[akg_67]

> AFAIK, there is absolutely zero evidence either Intel or AMD CPUs are compromised, even less so that they're somehow remotely accessible by the US government...

The concerns are similar to US supplied fighters having the kill switch or remotely damaging centrifuges in Iran using software virus.

No one knows whether CPUs are compromised similar to no one knew beepers with explosives in Lebanon were compromised by Israel, allegedly during manufacturing. CPUs don't need to be accessed remotely, any compromised person locally will be enough.

These are fascinating cases to show how far state actors will go and how long the compromise can stay dormant.

[noir_lord]

> The concerns are similar to US supplied fighters.

I doubt that they actually do, just cutting off software support substantially cripples the F-35 in multiple ways and without spares they aren't going to fly very long (on the timescales of fighter programs).

The risk isn't worth the payoff because if anyone found that killswitch, US arms sales would crater.

All that said I don't think my country should be buying US systems if European equivalents or near equivalents exist anyway for geopolitical reasons.

[embedding-shape]

> The concerns are similar to US supplied fighters having the kill switch

This is very different though, first they're huge, expensive machines, requiring infrastructure, maintenance and crew, there are huge surface areas to hide things like kill-switches. With CPU packages, not so much, and also fairly established how exactly you can clear the entire CPU, good luck doing that with the complexity-machines known as fighter jets.

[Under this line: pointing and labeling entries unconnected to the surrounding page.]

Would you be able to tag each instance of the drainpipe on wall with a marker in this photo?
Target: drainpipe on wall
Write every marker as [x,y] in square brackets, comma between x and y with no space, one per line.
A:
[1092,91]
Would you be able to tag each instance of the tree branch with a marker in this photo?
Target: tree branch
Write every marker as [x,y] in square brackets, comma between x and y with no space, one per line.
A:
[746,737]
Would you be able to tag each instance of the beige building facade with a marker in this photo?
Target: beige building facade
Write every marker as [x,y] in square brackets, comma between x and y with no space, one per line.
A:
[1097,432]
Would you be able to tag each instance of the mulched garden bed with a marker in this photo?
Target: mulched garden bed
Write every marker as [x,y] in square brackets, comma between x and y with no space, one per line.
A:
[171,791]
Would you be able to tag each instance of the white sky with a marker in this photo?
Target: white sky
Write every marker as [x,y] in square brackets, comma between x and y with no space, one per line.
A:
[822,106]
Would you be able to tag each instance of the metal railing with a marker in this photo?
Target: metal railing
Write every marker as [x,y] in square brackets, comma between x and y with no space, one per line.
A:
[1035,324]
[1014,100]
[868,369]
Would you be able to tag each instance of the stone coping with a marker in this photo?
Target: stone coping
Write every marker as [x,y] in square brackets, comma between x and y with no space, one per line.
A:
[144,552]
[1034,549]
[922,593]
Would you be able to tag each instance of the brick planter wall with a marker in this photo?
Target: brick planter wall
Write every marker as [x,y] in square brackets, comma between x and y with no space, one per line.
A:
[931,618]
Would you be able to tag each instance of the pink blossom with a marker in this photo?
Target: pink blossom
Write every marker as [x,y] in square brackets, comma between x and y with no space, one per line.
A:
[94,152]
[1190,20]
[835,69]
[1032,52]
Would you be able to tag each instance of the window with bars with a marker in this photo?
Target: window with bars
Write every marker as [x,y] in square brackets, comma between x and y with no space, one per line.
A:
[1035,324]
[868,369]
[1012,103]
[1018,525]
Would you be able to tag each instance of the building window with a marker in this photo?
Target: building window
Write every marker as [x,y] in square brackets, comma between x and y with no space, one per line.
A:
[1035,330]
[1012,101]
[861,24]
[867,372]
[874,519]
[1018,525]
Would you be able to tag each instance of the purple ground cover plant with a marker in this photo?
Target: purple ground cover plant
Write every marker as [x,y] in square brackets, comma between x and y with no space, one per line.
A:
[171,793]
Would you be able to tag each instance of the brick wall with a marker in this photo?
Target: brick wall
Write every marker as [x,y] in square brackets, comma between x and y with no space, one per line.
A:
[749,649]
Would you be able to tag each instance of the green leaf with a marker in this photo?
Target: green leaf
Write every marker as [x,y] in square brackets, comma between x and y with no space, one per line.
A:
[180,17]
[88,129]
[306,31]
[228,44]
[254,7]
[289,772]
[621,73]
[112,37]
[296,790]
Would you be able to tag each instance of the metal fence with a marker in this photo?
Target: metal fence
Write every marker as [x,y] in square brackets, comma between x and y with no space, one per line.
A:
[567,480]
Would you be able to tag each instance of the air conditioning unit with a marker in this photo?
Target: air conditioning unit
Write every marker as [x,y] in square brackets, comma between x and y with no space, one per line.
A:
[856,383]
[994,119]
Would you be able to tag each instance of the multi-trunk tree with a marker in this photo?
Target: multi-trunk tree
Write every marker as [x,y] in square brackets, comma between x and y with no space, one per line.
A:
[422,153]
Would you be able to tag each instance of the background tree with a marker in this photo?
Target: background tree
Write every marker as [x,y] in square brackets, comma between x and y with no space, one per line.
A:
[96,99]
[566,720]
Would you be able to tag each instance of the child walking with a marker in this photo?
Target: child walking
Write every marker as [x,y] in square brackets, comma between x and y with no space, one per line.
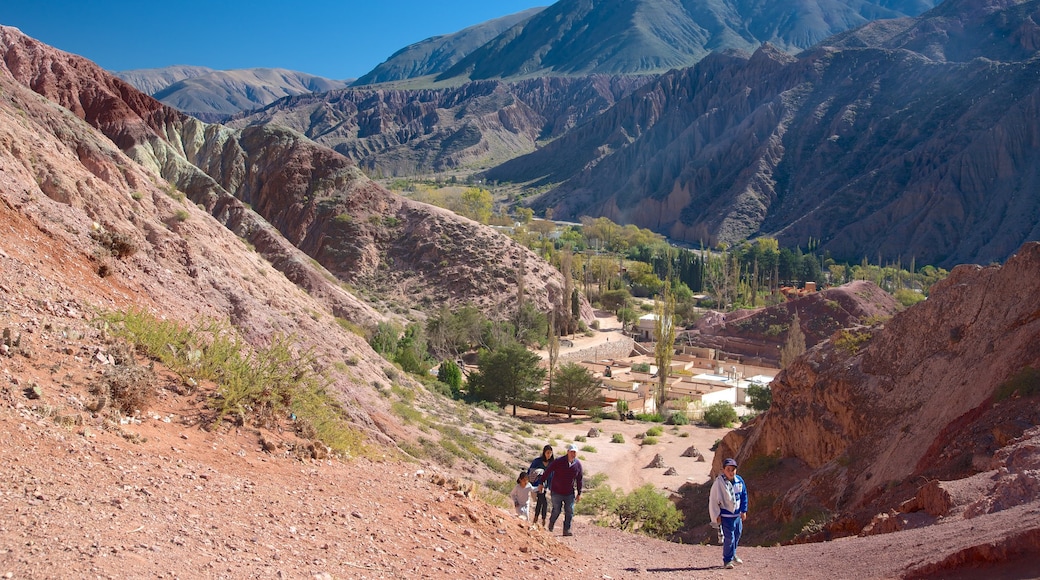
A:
[521,495]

> No one knows whether CPUs are compromised

Right, but what we do know, is that any US company (or any EU subsidiary with US owner, like "AWS European Sovereign Cloud") can and will be used to hold our data hostage when needed by the US government, as proven by recent actions.

So, based on what we know and what we don't know, "data sovereignty" remains a priority, and until proven, "hardware sovereignty" remains less important, for now.

[akg_67]

With the advent of LLMs, data sovereignty is being bypassed. All three Service, Data, and Hardware sovereignty are important and should be the focus. It is not about prioritizing one over the other.

[embedding-shape]

"Everything is highest priority" is the same as saying none of them are high priority. Considering one is a real issue we've already experienced, and others are theoretical ones we haven't, I feel like I agree with the current prioritization which is data migrations. Guess I'm too pragmatic to chase the ideal here, even though I'd want to eventually get to the ideal too of course.